Compétitivité de la ferme France : le plan « choc » des sénateurs

La Commission des affaires économiques du Sénat a adopté une proposition de loi « transpartisane », visant à en finir avec les distorsions de concurrence, à modérer les charges d’exploitation et à garantir l’avenir au regard des enjeux climatiques et de renouvellement des générations.

« Cette proposition de loi regroupe en un texte unique des mesures de compétitivité́ qui, jusqu’ici, ont trop souvent été traitées séparément. Parce que la compétitivité́ n’est jamais discutée en tant que telle, elle a été la grande oubliée des politiques agricoles des vingt dernières années, accumulant charges, normes et interdictions en chaque occasion, oubliant bien souvent la situation vécue par nos agriculteurs ». Tel est le diagnostic établi par la Commission des affaires économiques du Sénat, qui a adopté, en date du 10 mai 2023, une proposition de loi visant à restaurer la compétitivité de la ferme France, réclamant en premier lieu l’institution d’un Haut-Commissaire à la compétitivité des filières agricoles et agroalimentaires.

A l’automne dernier, la même commission avait dressé un réquisitoire sévère à l’encontre des gouvernements successifs, en disséquant la filière tomate, peu ou prou suspendue à l’aridification du Maroc et de l’Espagne, le poulet made in France multi-labellisé mais cherchant désespérément ses consommateurs nationaux, une filière d’excellence qu’est la céréaliculture, mais sapée par la faucille des surtranspositions environnementales et du sous-investissement dans la recherche ou encore une pomme décrochant sous l’effet d’une montée en gamme faisant le lit des importations. Les éleveurs laitiers étaient quant à eux dépeints comme financièrement taris sur l’autel des parts de marché de l’industrie laitière à l’export.
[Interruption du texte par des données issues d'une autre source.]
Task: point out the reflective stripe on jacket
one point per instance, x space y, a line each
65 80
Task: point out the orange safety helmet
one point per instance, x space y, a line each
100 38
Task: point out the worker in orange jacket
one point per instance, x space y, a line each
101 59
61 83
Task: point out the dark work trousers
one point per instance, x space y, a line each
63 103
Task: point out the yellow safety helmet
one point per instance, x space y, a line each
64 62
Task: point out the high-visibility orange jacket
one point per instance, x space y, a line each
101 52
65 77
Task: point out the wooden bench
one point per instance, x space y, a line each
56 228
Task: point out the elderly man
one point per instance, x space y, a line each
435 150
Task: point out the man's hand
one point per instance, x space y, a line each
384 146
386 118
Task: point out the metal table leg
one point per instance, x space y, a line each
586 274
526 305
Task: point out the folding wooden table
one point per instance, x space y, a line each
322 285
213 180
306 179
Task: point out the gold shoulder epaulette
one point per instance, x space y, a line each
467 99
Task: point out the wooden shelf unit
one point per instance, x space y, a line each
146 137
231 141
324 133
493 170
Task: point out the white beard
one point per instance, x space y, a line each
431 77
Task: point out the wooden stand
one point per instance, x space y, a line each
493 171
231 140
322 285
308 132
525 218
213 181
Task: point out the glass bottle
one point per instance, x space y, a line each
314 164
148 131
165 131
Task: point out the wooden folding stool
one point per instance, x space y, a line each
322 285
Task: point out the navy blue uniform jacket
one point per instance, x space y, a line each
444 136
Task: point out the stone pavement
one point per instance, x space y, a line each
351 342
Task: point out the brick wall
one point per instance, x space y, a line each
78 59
En finir avec les distorsions de concurrence

La proposition de loi recèle plusieurs articles destinés à déjouer les distorsions de concurrence, à commencer par les distorsions intra-européennes. L’article 13 de la proposition de loi entend ainsi donner au ministre de l’Agriculture la possibilité de suspendre une décision de retrait de produit phytosanitaire de l’ANSES en cas de distorsion avec un autre État membre et en l’absence de solutions alternatives efficientes. Pour Sophie Primas, président de la commission des affaires économiques, « l’article 13 signe le retour du politique au premier plan, évincé des décisions concernant les produits phytosanitaires depuis la loi d’avenir pour l’agriculture de 2014 ». Dans le viseur des sénateurs figure notamment l’épisode du S-métolachlore, dont l’agence sanitaire a décrété le retrait en avril dernier, alors que l’agence européenne (EFSA) n’a pas encore statué.
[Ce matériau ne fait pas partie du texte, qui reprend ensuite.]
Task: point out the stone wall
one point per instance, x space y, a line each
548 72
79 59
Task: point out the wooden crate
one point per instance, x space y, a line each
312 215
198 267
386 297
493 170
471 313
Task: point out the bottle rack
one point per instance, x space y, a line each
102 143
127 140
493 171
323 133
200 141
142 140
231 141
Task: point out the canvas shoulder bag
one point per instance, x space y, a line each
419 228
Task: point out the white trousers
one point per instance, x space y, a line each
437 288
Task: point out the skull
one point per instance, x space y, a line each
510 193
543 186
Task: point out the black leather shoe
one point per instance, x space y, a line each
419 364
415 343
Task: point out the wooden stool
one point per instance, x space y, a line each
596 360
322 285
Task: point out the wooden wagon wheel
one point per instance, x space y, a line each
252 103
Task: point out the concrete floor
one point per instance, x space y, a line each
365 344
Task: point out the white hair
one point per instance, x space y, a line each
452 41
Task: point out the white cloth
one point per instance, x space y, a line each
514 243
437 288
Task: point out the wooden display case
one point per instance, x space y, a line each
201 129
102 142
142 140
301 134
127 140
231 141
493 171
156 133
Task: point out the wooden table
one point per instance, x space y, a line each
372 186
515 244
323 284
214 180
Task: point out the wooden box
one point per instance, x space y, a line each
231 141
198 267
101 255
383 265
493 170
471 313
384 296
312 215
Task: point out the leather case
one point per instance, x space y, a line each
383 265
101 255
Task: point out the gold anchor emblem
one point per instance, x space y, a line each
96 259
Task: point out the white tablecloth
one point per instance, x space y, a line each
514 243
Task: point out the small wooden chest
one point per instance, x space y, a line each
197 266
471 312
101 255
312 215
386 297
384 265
Au-delà des frontières de l’UE, la commission entend faire aboutir « un dossier qui patine », à savoir celui des clauses miroirs, en vue de bannir l’importation de produits ne respectant nos standards (article 12 bis).

Modérer les charges

Par le biais de plusieurs articles, la proposition de loi entend modérer les charges des agriculteurs, pour que « leur revenu ne soit plus la variable d’ajustement de la compétitivité ». La commission propose ainsi une indexation sur l’inflation de l’épargne de précaution (article 6), du micro-bénéfice agricole et de l’exonération des plus-values (article 24). Dans le secteur équin, elle propose d’assujettir l’élevage, l’entraînement et la vente d’équidés à une TVA de 10% (article 25). S’agissant des charges sociales, la commission prône l’exclusion des secteurs agricole et agroalimentaire de l’application du « bonus-malus contrats courts », pour ne pas pénaliser les filières ayant recours aux saisonniers en raison des spécificités de leur activité (article 22).
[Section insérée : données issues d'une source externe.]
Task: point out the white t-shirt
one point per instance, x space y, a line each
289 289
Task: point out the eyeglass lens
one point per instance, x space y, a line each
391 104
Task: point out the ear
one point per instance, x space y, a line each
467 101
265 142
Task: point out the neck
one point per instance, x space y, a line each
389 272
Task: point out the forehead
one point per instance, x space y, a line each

Relever les défis climatique et générationnel

Pour adapter notre agriculture aux chocs climatiques et générationnels, la commission des affaires économiques propose d’étendre le champ du crédit d’impôt d’aide à l’investissement à l’immatériel (article 6), de permettre le financement de l’accès au foncier des jeunes agriculteurs par le livret Agri (article 5) et de rendre éligibles au crédit d’impôt pour dépenses de remplacement trois jours supplémentaires de congés de formation (article 23). L’article 15 consacre le caractère d’intérêt général des ouvrages de prélèvement et de stockage de l’eau agricole, dès lors que ces derniers s’inscrivent dans une démarche d’usages partagés.